CURIOSITÉS DEPLACÉES
Oui moi, je veux savoir ! Parlez ! pourquoi ces choses ?
Où chercher le Témoin de tout ? Car l'univers
Garde un cœur quelque part en ses métamorphoses !
- Mais nous n'avons qu'un coin des immenses déserts !
Un coin ! et tout là-bas déroulement d'espaces
A l'infini ! Peuples de frères plus heureux !
Qui ne retrouveront pas même, un jour, nos traces
Quand ils voyageront à leur tour pas ces lieux !
Et j'interroge encor, fou d'angoisse et de doute !
Car il est une Énigme au moins ! j'attends ! j'attends !

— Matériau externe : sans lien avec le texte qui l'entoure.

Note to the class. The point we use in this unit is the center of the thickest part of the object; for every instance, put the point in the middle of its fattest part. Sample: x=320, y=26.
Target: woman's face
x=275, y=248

Rien ! J'écoute tomber les heures goutte à goutte.
- Mais je puis mourir ! Moi ! Nul n'attendrit le temps !
Mourir ! n'être plus rien! rentrer dans le silence !
Avoir jugé les Cieux et s'en aller sans bruit !
Pour jamais ! sans savoir ! tout est donc en démence !
- Mais qui donc a tiré l'Univers de la nuit?
Jules Laforgue (1878-1883), Le sanglot de la terre, ŒUVRES COMPLÈTES, Mercure de France, 1946.